Selon Franceinfo – Faits divers, un homme de 45 ans a été condamné mardi 11 août par le tribunal de Niort (Deux-Sèvres) à deux ans de prison ferme pour avoir provoqué 11 départs de feu à l’aide d’un chalumeau dans les Deux-Sèvres et dans le Maine-et-Loire.

Jugé en comparution immédiate, l’homme âgé de 45 ans reconnaît les faits mais n’a fourni aucune explication sur ses motivations, évoquant simplement un ras-le-bol et avoir entendu des voix lui intimant de mettre le feu.
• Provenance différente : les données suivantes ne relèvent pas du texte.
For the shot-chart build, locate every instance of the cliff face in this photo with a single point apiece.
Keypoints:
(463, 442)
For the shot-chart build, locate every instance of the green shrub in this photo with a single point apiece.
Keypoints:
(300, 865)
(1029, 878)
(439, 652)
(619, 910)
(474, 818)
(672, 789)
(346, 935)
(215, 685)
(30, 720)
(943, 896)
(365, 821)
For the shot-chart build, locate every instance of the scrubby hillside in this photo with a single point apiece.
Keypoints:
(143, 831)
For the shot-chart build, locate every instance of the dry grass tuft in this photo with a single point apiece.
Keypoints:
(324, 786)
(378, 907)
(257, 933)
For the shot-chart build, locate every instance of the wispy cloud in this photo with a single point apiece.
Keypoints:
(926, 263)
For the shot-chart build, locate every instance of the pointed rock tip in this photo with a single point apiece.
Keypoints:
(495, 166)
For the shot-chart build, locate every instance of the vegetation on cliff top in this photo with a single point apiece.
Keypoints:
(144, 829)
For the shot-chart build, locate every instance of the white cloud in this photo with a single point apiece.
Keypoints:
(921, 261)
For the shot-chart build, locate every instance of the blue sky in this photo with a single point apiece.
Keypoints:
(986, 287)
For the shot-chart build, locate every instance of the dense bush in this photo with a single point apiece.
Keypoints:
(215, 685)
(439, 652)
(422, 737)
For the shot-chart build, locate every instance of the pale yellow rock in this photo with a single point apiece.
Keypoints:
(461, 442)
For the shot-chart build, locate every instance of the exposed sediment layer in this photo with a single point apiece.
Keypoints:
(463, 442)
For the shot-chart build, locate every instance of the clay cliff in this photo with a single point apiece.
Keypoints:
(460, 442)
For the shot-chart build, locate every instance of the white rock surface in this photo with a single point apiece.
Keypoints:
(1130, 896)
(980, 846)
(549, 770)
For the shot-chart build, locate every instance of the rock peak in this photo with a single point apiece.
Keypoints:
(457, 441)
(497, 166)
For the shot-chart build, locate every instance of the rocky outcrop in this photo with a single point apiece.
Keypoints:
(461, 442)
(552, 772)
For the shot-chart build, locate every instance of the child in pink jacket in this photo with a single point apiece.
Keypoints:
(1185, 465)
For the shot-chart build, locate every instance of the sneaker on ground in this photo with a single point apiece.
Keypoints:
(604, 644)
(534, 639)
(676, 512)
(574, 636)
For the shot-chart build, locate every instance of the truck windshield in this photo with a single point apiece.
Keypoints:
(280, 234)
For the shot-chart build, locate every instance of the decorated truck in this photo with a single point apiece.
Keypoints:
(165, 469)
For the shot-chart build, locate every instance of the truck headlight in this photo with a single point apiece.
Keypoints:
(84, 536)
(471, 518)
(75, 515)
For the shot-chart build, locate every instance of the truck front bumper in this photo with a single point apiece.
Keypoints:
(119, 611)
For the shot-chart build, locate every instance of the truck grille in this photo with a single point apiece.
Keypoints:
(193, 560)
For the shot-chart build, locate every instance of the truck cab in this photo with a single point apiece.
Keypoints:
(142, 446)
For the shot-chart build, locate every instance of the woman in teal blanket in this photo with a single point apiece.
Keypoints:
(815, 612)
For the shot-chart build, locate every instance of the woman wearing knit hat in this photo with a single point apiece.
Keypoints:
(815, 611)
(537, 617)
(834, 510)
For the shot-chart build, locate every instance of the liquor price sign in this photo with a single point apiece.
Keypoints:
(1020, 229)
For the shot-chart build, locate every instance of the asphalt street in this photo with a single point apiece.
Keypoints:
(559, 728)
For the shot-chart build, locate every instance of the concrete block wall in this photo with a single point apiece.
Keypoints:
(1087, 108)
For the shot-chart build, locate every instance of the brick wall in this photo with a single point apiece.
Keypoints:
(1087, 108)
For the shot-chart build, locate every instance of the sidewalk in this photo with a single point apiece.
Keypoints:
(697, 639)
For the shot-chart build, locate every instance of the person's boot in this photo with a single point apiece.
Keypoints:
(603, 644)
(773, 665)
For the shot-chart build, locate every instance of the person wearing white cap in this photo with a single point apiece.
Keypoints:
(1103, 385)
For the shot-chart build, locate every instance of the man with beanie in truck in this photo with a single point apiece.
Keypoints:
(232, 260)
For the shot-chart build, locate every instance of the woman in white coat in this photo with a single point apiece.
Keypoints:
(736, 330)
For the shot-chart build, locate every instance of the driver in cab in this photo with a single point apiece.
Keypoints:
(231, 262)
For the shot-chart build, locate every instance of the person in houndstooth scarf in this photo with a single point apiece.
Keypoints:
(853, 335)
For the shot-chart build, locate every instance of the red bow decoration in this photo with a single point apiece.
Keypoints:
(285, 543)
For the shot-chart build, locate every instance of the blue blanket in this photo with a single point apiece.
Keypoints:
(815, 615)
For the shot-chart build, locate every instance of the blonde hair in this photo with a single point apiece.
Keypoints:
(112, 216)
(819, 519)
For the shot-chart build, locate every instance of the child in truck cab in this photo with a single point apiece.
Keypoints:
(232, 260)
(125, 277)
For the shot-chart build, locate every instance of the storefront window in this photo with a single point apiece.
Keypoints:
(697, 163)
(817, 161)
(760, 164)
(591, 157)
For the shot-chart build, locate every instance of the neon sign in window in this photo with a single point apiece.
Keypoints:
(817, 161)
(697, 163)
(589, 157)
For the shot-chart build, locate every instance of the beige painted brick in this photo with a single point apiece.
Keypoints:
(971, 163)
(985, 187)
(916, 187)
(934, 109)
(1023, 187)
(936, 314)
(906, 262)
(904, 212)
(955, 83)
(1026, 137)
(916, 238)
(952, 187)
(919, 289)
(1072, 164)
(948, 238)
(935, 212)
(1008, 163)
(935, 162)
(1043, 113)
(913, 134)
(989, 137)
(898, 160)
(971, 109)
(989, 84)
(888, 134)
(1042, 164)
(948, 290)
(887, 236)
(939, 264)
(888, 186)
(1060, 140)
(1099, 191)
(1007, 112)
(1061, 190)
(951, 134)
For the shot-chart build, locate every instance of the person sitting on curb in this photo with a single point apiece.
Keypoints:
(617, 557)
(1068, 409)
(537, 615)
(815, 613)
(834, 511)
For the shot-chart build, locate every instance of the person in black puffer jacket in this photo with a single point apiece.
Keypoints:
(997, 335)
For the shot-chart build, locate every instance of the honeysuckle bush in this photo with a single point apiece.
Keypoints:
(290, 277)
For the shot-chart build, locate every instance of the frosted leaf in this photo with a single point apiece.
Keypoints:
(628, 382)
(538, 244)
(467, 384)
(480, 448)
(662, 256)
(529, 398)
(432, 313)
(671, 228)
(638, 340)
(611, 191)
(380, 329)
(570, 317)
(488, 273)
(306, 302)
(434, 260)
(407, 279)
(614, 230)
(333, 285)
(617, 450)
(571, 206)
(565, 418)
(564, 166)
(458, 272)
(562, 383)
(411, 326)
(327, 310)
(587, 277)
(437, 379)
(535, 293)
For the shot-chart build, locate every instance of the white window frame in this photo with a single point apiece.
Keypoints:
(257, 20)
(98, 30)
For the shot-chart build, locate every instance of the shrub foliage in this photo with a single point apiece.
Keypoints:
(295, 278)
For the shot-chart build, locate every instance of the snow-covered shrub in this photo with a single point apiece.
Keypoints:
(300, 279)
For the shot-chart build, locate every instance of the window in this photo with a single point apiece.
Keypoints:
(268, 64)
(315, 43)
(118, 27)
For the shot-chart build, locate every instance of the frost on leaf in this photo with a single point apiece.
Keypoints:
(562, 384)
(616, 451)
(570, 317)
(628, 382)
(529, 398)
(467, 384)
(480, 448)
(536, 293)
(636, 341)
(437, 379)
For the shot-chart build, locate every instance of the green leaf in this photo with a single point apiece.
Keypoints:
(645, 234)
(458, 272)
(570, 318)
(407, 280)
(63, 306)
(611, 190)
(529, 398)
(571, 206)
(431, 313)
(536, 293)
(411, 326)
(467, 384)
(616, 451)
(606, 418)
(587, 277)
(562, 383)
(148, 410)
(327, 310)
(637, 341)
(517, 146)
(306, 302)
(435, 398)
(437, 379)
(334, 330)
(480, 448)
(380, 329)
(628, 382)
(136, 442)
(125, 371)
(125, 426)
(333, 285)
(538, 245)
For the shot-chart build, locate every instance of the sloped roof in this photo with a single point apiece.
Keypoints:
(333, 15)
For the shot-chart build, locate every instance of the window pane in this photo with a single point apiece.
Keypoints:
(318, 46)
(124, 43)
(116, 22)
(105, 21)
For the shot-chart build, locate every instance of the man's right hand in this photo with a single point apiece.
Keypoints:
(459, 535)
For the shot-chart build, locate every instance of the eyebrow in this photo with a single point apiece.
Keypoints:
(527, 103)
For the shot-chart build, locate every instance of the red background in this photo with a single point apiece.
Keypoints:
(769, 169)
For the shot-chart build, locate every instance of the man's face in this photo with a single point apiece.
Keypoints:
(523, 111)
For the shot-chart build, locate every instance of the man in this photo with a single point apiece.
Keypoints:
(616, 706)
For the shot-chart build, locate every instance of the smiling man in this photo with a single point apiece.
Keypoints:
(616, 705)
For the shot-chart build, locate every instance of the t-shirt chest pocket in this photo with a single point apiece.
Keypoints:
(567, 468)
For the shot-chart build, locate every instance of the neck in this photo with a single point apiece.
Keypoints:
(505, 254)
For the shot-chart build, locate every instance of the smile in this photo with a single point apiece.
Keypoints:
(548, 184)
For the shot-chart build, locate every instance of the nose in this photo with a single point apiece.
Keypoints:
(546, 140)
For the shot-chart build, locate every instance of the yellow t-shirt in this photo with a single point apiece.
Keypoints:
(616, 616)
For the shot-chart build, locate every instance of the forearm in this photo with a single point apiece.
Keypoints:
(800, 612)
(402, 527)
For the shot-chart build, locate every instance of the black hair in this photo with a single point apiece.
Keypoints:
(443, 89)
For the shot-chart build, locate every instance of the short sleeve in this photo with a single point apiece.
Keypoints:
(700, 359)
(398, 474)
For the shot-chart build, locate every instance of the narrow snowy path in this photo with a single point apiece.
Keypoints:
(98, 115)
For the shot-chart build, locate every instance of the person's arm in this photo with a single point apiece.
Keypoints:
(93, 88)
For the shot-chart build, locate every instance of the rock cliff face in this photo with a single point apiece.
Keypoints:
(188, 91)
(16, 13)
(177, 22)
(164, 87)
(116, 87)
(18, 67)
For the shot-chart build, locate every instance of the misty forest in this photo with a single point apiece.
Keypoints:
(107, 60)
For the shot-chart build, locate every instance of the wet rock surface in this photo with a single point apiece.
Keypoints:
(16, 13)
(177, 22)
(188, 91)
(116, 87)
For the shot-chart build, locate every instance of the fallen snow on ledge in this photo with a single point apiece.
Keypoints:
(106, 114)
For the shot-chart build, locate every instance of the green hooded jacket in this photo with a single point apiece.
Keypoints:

La procureure décrit un incendiaire à la personnalité inquiétante, avec une lourde pathologie dépressive, mais pas un pyromane.

Ce qu'il faut retenir

  • L'homme de 45 ans a été condamné à deux ans de prison ferme pour 11 départs de feu.
  • Les incendies ont eu lieu dans les Deux-Sèvres et le Maine-et-Loire.
  • L'homme a reconnu les faits mais n'a pas fourni d'explications sur ses motivations.

Contexte et motivations

Un état psychologique insuffisamment pris en compte selon son avocat, Me Olivier Martinez, qui déclare : « L’incendiaire, lui, a un but précis, politique, économique ou de vengeance, ce qui n’est pas le cas du pyromane qui met le feu sans vraiment savoir. Mon client, quand on nous pose la question, ne sait pas pourquoi il allume ses incendies. Il est dans un mal-être qui le pousse effectivement à faire quelque chose qui le rassure, d’où les incendies ».

Conséquences et réactions

Les 11 départs de feu ont mis sous tension le Service départemental d’incendie et de secours des Deux-Sèvres, qui s’est porté partie civile. Le colonel Sébastien Roux, directeur du SDIS 79, déplore que « les feux ont été sur des périodes horaires très regroupées. Forcément, quand des feux sont d’origine volontaire, ça monopolise énormément de moyens et plus qu’à l’habitude ».

Et maintenant ?

Aux 3 ans de prison dont 1 avec sursis s’ajoute un suivi socio-judiciaire de 4 ans avec obligation d’injonction de soins. L'homme devra donc suivre un traitement pour sa pathologie dépressive et sera surveillé pendant une période de 4 ans après sa sortie de prison.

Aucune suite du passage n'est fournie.